You see, a lot of the programming tutorials and examples on the web just plain suck. Sure, you’ll become a programmer, but chances are you won’t learn how to become a good programmer. The difference between an average programmer and a good programmer (and a good and great one) is significant, usually brining dramatic productivity increases (and bigger salaries to boot).
This was a stuggle of mine for quite a while. I really wanted to do the right thing when coding, but I didn’t know the practices of good programmers, or what good code looked like. This finally changed last summer when I read The Pragmatic Programmer: From Journeyman to Master. David Thomas and Andrew Hunt really know their stuff, and give you almost all of the high level knowledge you need to be a successful programmer.
Even better though, they’ve baked the same pragmatic philosophy into the entire Pragmatic Bookshelf. You can learn how to really program Ruby, kick ass with Rails, get agile, or actually ship a product. Whatever it is, you’ll learn it, and you’ll learn it the right way.
So, if you’ve been programming for a long time, or just getting started, the Pragmatic Programmers have something on the bookshelf that’ll help you out. Take a little while and look around!
2 replies on “Why you should be a Pragmatic Programmer”
Absolutely, I’ve been reading the pragmatic programmers’ ruby manual. With only a few Java and C programming classes and knowledge of machine code obtained from excellent professors at MSU, Mankato and NDSCS, Wahpeton; I found the pragmatic book on Ruby very plain and simply -a good thing for programming across the board.
So Sam, I need to ask: What do you think of Ruby compared to the other languages you’ve programmed in?
Personally, I did some Java, Visual Basic, Cold Fusion, Assembly, and Ada coding in college. Since then, it’s been exclusively web scripting in PHP, Perl, and now Ruby.
Perl originally scared the hell out of me, mainly because of the example code I was staring at. PHP does a pretty good job for a lot of web pages and apps, but I found maintaining my code a pain. Also, there are a lot of inconsistencies in their function naming, which started to tick me off after a while.

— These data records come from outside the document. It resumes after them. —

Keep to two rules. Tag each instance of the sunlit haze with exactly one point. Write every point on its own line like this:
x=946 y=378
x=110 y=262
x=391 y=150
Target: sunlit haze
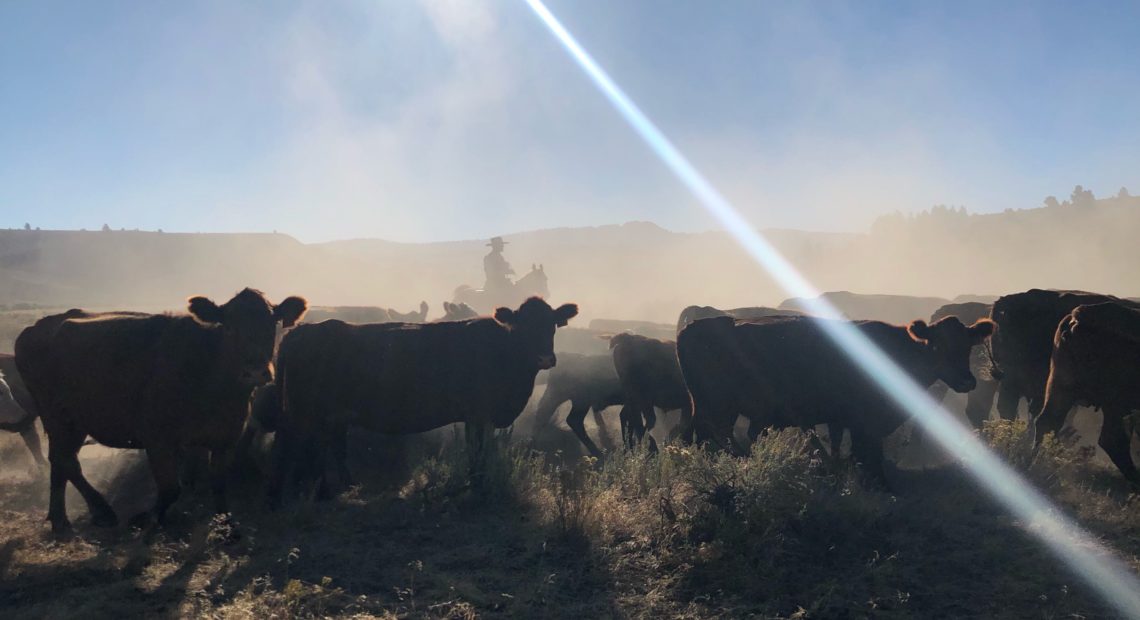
x=433 y=120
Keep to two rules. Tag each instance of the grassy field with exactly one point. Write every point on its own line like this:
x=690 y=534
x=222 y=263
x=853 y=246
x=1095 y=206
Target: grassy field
x=551 y=535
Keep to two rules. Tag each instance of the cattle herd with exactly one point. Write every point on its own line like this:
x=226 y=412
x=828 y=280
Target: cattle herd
x=169 y=383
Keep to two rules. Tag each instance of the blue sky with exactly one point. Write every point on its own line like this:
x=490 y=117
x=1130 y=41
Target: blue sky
x=437 y=120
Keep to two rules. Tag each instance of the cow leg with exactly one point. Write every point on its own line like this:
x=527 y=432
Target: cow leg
x=979 y=401
x=31 y=438
x=1009 y=396
x=340 y=451
x=164 y=468
x=1059 y=401
x=576 y=422
x=684 y=427
x=836 y=438
x=1116 y=443
x=477 y=435
x=938 y=391
x=545 y=410
x=220 y=459
x=278 y=468
x=650 y=416
x=603 y=432
x=65 y=467
x=868 y=451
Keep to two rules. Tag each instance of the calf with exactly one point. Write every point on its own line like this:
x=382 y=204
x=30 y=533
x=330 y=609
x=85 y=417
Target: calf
x=400 y=378
x=589 y=383
x=1096 y=361
x=980 y=400
x=155 y=382
x=25 y=425
x=786 y=372
x=650 y=377
x=1023 y=343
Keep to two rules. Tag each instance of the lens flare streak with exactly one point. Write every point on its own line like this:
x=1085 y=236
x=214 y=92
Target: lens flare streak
x=1089 y=560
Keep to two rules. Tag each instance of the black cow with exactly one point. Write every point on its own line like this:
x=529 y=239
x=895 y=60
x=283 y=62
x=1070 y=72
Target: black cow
x=457 y=311
x=894 y=309
x=24 y=401
x=1023 y=344
x=589 y=383
x=650 y=377
x=1096 y=361
x=156 y=382
x=786 y=372
x=697 y=312
x=980 y=400
x=400 y=378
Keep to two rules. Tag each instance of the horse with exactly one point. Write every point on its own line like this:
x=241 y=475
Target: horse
x=483 y=301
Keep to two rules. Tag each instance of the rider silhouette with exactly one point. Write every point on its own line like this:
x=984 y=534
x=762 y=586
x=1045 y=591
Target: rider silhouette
x=496 y=268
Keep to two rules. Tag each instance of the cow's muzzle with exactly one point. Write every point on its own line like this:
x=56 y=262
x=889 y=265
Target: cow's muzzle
x=963 y=385
x=257 y=376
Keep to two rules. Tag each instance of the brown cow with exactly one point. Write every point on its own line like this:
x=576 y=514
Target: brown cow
x=1096 y=361
x=457 y=311
x=894 y=309
x=400 y=378
x=650 y=377
x=786 y=372
x=697 y=312
x=155 y=382
x=589 y=383
x=26 y=425
x=1023 y=343
x=980 y=400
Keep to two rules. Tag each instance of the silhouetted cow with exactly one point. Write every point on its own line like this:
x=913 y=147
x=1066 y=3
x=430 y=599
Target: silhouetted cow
x=784 y=372
x=1024 y=342
x=409 y=317
x=980 y=400
x=641 y=327
x=894 y=309
x=400 y=378
x=650 y=377
x=365 y=313
x=26 y=424
x=457 y=311
x=697 y=312
x=589 y=383
x=1096 y=361
x=155 y=382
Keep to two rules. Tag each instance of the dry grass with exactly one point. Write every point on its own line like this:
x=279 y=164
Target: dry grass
x=682 y=533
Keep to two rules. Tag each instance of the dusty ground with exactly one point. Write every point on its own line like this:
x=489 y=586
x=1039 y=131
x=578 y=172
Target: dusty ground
x=678 y=535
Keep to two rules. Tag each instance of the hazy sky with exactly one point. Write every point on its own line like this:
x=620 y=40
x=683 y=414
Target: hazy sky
x=437 y=120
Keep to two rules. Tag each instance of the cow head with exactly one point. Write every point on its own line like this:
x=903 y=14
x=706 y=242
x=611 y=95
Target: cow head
x=532 y=329
x=947 y=344
x=249 y=324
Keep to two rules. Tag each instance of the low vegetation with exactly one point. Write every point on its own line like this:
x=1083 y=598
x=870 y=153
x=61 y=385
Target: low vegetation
x=684 y=532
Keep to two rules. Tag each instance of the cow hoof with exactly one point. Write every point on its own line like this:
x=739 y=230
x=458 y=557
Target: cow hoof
x=141 y=521
x=104 y=520
x=60 y=529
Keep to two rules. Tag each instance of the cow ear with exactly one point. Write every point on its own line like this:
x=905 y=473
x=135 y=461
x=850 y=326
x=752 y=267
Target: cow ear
x=291 y=310
x=919 y=331
x=204 y=310
x=504 y=315
x=982 y=329
x=566 y=312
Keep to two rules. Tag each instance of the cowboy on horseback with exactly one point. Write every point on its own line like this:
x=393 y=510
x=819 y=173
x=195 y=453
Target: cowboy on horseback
x=496 y=269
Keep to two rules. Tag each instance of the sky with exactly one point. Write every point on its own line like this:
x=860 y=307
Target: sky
x=431 y=120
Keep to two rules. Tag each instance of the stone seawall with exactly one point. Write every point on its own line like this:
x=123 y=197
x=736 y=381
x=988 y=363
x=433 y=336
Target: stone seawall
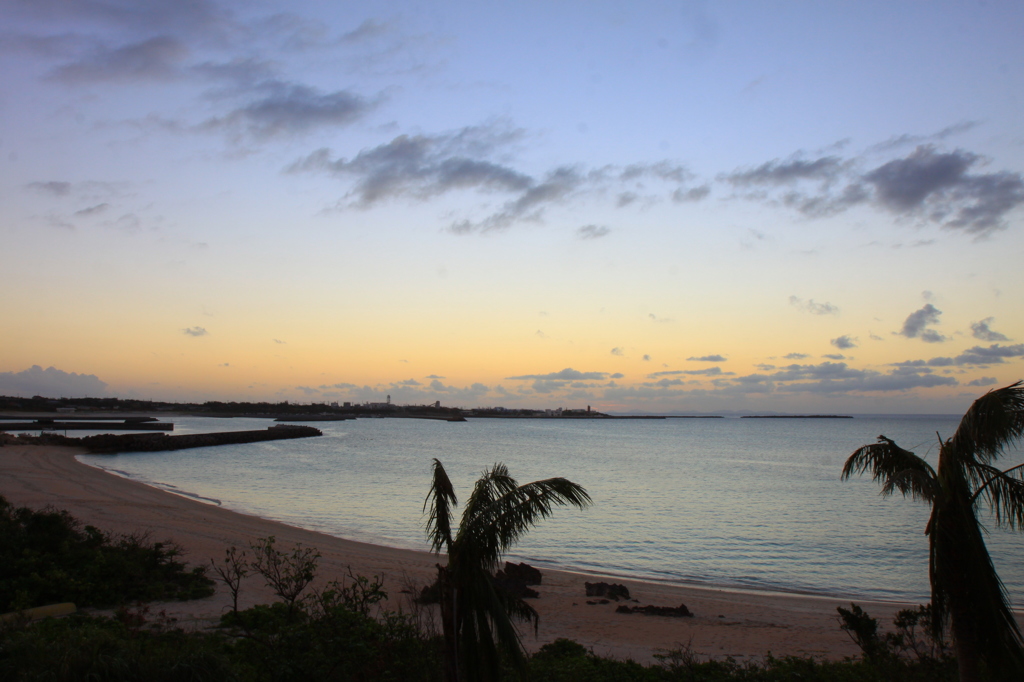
x=109 y=443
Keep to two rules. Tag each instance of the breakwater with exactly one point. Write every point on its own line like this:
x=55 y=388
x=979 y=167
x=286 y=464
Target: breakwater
x=109 y=443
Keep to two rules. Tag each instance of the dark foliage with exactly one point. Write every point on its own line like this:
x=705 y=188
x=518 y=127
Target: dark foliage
x=47 y=557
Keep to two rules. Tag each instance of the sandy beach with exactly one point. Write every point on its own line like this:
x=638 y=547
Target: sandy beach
x=727 y=623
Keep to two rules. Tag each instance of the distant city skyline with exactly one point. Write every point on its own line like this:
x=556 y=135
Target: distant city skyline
x=662 y=207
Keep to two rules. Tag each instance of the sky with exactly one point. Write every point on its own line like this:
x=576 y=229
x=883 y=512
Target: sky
x=654 y=207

After working with it for a bit, Ruby just seems to feel “right”. The “everything’s an object” aspect to Ruby makes a lot of sense, and lets you write code that is tight, but still pretty readable.
Have you done any playing with Rails yet? That’s been my introduction to Ruby, so my understanding is coupled pretty tightly to Rails. The recent (non-Pragmatic) book Ruby for Rails: Ruby Techniques for Rails Developers may help me understand the many Rubyisms you don’t often see in Rails.